The EEOC has a long history among employers of filing lawsuits for dubious reasons, and in this case, that strategy seems to have come back to haunt it.
A federal district court just ordered the agency to pay $1.9 million in attorneys’ fees to a delivery company it had filed suit against because of a worker’s sexual harassment claims.
The case was EEOC v. CRST Van Expedited, a delivery company. The suit stemmed from a sexual harassment claim made by a female CRST worker against two male co-workers, and a violation of Title VII of the Civil Rights Act of 1964 against the company.
The long and winding road here
The case has a long, winding history through the court system including a $4.7 million verdict against the EEOC, the largest amount every levied against the agency, and a stop in the Supreme Court.
Eventually, it wound up being decided by the U.S. District Court for the Northern District of Iowa. Not only was CRST able to get the Title VII charges dismissed, it also got a $1.9 million attorneys’ fees award.
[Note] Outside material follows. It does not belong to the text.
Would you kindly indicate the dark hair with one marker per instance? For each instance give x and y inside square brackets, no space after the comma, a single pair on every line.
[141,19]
Why did it rule that way? Essentially because the EEOC failed to follow procedure.
The court said the agency failed to satisfy two crucial statutory requirements for bringing lawsuits under Title VII by not:
- conducting a reasonable investigation, and
- a bona-fide conciliation of the claims.
Courts are authorized to award attorneys’ fees to the “prevailing party” (or the winning side) in a Title VII case.
Bottom line: If the EEOC fails to do everything required in the pre-suit process, it can be held financially accountable for those skipped steps.
From an employer perspective, if you do ever wind up in the EEOC’s cross-hairs, it’s worthwhile to double-check the feds are following all proper proper protocols in their process and speak up if you find anything is amiss.